Training neural networks with corrected Langevin dynamics and stochastic gradients
Adrià Garriga-Alonso @ (University of Cambridge)
The last decade has popularised a family of Markov chain Monte Carlo (MCMC) algorithms for training Bayesian neural networks. These algorithms are numerical solutions to the Langevin stochastic differential equations of various orders, where the potential function is related to the neural network and training data. In order to computationally scale to the large training data sets common in modern machine learning (ML), the algorithms use stochastic estimates of the potential’s gradient.
To ensure that MCMC converges to the target probability distribution, one needs to correct for discretisation errors using a ratio of density functions.

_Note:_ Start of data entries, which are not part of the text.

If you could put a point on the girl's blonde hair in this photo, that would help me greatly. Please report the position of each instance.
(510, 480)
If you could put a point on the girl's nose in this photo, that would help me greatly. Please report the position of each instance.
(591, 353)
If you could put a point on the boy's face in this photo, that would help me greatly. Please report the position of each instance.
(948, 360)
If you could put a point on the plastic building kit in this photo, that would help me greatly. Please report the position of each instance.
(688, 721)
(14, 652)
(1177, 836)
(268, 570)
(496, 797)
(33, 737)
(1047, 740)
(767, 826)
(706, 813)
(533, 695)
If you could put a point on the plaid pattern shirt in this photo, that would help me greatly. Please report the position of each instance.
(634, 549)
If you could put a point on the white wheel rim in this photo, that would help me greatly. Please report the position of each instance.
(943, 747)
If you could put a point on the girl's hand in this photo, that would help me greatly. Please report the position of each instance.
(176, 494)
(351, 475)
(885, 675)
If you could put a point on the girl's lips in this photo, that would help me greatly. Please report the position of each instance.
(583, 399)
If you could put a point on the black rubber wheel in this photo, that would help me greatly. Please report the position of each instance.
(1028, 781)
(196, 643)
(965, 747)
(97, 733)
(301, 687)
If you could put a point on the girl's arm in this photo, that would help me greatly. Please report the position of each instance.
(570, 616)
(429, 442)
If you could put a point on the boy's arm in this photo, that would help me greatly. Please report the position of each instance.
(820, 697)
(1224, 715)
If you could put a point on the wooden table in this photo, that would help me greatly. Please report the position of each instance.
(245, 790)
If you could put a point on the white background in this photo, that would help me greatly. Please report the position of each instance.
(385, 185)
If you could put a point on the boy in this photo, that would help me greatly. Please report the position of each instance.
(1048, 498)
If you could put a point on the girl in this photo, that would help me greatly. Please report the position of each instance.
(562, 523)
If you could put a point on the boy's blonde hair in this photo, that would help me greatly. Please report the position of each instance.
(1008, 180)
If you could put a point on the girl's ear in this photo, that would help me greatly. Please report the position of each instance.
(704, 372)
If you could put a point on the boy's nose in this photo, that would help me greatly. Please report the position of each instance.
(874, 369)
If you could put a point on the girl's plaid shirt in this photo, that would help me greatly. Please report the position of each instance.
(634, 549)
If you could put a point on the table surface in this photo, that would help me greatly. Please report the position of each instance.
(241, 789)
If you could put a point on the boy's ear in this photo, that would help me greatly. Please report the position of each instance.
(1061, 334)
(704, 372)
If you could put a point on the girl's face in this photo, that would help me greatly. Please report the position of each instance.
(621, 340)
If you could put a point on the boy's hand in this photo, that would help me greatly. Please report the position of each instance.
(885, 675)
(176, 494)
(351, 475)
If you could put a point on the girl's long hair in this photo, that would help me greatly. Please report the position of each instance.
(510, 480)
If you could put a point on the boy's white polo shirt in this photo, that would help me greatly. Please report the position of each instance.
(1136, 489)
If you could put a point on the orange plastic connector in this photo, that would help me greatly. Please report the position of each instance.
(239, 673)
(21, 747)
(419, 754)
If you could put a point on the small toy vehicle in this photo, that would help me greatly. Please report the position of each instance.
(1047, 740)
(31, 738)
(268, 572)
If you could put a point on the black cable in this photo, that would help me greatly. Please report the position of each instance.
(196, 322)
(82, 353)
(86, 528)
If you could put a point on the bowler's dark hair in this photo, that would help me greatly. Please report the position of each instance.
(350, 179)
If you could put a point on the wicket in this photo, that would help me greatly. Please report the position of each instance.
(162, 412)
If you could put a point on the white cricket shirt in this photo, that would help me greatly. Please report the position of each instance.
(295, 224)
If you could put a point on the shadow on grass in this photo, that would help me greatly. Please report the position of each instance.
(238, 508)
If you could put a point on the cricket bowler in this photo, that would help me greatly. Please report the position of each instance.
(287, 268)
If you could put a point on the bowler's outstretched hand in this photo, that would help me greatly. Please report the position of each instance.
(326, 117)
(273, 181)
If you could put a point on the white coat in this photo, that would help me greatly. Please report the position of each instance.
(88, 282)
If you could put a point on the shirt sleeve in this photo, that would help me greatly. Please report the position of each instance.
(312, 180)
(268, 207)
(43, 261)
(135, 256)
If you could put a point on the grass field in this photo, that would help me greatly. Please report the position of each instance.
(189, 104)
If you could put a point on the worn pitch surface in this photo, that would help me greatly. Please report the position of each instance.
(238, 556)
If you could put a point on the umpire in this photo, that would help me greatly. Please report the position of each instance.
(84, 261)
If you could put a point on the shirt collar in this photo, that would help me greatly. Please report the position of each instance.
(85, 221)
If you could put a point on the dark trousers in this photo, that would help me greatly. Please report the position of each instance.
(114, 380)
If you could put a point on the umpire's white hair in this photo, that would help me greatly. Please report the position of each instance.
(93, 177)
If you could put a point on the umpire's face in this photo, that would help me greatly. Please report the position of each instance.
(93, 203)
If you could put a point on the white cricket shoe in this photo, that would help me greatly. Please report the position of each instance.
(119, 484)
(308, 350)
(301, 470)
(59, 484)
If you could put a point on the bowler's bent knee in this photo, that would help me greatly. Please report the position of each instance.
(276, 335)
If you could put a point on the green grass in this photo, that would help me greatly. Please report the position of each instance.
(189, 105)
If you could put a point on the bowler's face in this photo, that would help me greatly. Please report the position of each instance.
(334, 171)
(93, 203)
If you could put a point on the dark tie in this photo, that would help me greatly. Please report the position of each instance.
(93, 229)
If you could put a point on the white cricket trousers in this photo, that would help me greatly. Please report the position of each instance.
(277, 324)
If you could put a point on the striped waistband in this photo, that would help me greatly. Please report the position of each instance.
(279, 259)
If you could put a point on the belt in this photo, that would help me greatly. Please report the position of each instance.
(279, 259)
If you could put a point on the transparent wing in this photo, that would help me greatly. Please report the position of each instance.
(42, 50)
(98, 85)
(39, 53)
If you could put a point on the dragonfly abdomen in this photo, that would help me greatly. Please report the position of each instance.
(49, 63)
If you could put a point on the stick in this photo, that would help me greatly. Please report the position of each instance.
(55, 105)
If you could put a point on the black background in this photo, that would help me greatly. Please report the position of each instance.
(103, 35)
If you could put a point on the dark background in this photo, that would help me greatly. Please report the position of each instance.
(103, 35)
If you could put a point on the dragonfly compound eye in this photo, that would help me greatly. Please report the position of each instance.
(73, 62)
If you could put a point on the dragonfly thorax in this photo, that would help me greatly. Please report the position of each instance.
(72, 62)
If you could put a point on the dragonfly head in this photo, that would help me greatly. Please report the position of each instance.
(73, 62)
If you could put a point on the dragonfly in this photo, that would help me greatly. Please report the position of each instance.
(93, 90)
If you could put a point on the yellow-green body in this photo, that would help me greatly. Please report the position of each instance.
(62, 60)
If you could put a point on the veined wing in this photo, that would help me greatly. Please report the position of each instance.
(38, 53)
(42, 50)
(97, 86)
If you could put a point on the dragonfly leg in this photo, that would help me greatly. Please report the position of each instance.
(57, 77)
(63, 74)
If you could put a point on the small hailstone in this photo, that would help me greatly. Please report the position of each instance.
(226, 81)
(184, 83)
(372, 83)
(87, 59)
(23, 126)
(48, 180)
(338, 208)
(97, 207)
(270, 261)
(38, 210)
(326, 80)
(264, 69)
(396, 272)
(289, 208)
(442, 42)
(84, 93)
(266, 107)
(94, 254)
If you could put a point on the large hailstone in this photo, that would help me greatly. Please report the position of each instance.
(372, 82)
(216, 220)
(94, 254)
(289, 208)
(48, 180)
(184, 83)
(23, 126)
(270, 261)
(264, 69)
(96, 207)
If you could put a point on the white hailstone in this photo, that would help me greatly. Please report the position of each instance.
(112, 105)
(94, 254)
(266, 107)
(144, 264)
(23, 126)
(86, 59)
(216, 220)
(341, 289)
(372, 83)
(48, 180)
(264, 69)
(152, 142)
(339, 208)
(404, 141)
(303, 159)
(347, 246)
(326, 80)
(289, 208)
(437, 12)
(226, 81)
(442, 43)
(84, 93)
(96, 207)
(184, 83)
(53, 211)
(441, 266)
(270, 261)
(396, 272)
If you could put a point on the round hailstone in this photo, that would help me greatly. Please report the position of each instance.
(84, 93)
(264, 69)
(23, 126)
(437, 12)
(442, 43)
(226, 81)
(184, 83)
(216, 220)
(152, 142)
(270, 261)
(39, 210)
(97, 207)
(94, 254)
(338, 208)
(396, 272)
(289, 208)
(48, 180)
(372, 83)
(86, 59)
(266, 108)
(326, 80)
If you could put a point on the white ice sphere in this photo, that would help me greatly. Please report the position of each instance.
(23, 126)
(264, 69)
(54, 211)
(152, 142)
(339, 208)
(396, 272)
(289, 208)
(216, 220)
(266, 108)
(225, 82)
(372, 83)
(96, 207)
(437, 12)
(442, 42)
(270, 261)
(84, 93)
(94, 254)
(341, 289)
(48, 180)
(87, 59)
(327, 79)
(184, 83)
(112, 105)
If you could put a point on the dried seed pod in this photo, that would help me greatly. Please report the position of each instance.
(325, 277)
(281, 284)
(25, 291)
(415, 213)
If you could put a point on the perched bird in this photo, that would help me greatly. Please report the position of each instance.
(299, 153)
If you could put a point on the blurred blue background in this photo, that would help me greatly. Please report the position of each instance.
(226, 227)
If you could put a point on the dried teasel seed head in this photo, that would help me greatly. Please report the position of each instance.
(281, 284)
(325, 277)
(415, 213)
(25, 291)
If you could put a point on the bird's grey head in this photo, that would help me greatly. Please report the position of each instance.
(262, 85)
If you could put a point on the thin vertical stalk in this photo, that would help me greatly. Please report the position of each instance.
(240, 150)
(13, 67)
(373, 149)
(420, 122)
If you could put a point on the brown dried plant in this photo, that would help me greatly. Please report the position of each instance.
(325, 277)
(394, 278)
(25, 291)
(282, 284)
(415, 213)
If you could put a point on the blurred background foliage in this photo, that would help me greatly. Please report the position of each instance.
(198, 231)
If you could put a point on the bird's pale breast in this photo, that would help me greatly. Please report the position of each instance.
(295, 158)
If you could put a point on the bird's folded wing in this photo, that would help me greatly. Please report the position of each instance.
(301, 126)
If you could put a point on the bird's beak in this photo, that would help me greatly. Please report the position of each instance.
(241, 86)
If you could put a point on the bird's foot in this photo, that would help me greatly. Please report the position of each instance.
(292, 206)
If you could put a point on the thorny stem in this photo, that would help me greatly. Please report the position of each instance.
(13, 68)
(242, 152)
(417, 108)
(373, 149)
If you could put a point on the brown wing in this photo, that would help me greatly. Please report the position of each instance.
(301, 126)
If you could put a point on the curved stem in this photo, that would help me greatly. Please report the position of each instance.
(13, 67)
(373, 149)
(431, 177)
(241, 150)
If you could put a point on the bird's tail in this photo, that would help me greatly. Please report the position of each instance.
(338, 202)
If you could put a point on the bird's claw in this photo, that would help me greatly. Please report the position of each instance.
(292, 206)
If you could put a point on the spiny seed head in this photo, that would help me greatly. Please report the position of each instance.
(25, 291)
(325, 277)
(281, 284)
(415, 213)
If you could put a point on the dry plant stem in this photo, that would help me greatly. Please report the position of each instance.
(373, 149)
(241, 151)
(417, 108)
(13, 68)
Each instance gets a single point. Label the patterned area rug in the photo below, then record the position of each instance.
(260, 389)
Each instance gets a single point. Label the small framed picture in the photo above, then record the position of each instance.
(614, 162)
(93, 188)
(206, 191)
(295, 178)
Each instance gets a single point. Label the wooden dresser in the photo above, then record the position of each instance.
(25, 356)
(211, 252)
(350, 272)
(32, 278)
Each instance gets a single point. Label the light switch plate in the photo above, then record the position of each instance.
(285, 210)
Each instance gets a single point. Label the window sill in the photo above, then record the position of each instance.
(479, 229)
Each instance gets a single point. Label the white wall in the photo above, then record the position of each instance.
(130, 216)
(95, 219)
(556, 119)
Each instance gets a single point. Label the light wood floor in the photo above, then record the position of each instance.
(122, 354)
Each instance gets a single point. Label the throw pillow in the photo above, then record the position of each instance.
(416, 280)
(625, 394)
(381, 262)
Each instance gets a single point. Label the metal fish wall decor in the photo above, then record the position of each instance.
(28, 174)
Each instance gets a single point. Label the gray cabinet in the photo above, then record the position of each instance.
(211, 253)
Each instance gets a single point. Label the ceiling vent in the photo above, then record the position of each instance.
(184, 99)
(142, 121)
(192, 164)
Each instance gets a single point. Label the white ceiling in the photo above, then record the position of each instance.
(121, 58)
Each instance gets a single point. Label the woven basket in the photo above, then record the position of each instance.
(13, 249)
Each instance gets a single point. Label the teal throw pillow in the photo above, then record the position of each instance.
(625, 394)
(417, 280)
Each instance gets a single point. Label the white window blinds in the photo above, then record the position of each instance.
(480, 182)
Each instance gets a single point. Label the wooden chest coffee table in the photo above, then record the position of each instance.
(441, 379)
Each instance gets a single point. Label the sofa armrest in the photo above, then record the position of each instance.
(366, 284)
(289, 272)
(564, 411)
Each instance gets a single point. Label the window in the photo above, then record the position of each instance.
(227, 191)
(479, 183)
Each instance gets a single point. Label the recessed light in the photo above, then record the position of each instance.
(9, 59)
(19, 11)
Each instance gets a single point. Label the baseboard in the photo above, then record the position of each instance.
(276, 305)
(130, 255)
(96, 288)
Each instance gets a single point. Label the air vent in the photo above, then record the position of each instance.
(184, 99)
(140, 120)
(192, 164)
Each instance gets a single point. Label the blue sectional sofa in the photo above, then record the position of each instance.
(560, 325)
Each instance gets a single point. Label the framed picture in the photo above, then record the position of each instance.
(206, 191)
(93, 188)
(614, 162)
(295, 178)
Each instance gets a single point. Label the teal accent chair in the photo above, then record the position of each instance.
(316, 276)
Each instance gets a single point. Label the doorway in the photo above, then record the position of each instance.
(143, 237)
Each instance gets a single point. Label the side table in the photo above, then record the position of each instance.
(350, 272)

Calculating this ratio requires a pass over the whole data set. Common wisdom in Bayesian ML holds that it is prohibitive to perform this correction at every step, so the sampler is used without correction instead. As a result, we are left with no correctness guarantees, and no way to monitor the error of our samples from the target.
In this talk I show that it is possible to exactly perform the correction step while using stochastic gradients. The exact ratio evaluation is performed only after many gradient steps, thus introducing only a small (2-5%) slowdown compared to the uncorrected algorithm, or to mainstream neural network training algorithms like stochastic gradient descent. This allows the practitioner to monitor the approximation error, or to eliminate it completely at extra computational cost. The correction is applicable to most semi-implicit discretisation schemes.